Madera, in disparte, osservava soddisfatto la rissa. Finalmente qualche soddisfazione, pensò. Una ragazza che afferra senza paura un capitano pirata con una taglia di cento milioni di Beli sulla testa e gli morde una gamba solo perché hanno cominciato a litigare per una sciocchezza, quella sì che era sua figlia. Beh, magari poteva migliorare, ma comunque aveva fatto dei passi avanti.

Champagne si avvicinò al vecchio e gli bisbigliò all’orecchio:

-         Capitano, Rum, Gin e alcuni degli altri sono andati a prendere quella cosa. La portiamo qui?

-         Gnarr, sì, portatela. Visto il suo umore, gnarr, questo è il momento migliore per dargliela.

L’altro annuì e corse via ad eseguire l’ordine. Nel frattempo, vide Madera, la rissa si era calmata. Da qualche parte erano saltati fuori cibo e bevande; ora Luffy e Flea sedevano l’uno accanto all’altro e brindavano allegramente, del tutto dimentichi della baruffa di prima. Zoro scolava rum a boccali interi senza fare una piega, Usopp raccontava le proprie incredibili avventure, Chopper si era infilato le bacchette nel naso, Nami e Robin mangiavano più discretamente osservando il resto della ciurma, con sguardo l’una critico, l’altra sornione.
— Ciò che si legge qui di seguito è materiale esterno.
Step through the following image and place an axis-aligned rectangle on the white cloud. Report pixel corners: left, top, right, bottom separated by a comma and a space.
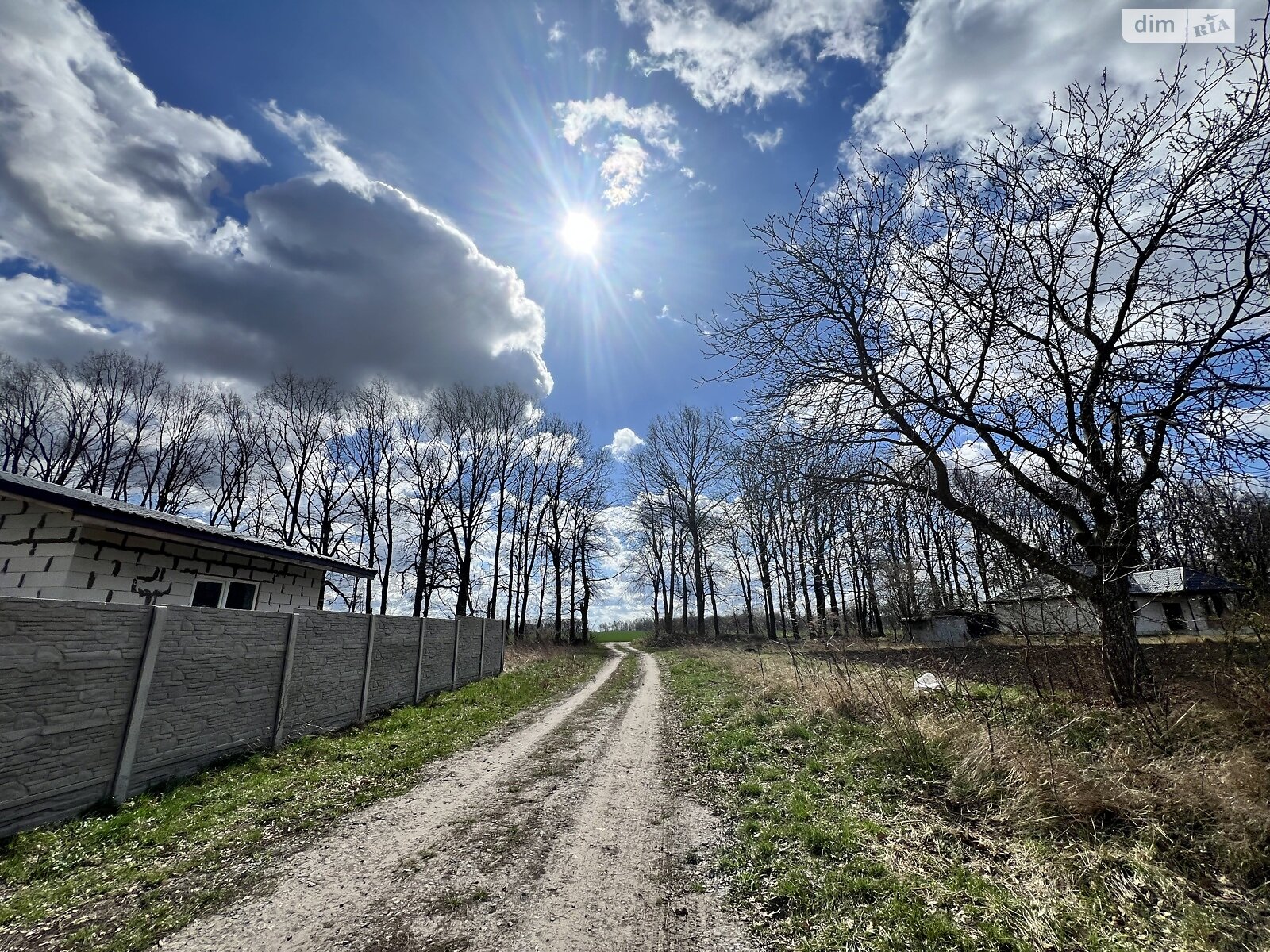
0, 0, 551, 391
618, 0, 880, 109
555, 93, 683, 159
599, 132, 649, 208
555, 93, 683, 205
855, 0, 1179, 148
605, 427, 644, 459
745, 125, 785, 152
Una scena che aveva qualcosa di familiare. Madera ricordò i banchetti sulla sua nave, ai tempi della vecchia vita. Pensò a quelli che avrebbe fatto Flea, in futuro. All’improvviso, in mezzo alla gioia di essere riuscito a convincere la figlia ad abbandonare la vita sull’isola e partire in mare, si intrufolò la consapevolezza che, probabilmente, non l’avrebbe più rivista. Ma non c’era nulla da fare. Come aveva detto la sera prima, in quel vicolo, era meglio così, meglio per tutti. Per tutti tranne che per lui. Ma quello che voleva lui non doveva importare, in quel frangente.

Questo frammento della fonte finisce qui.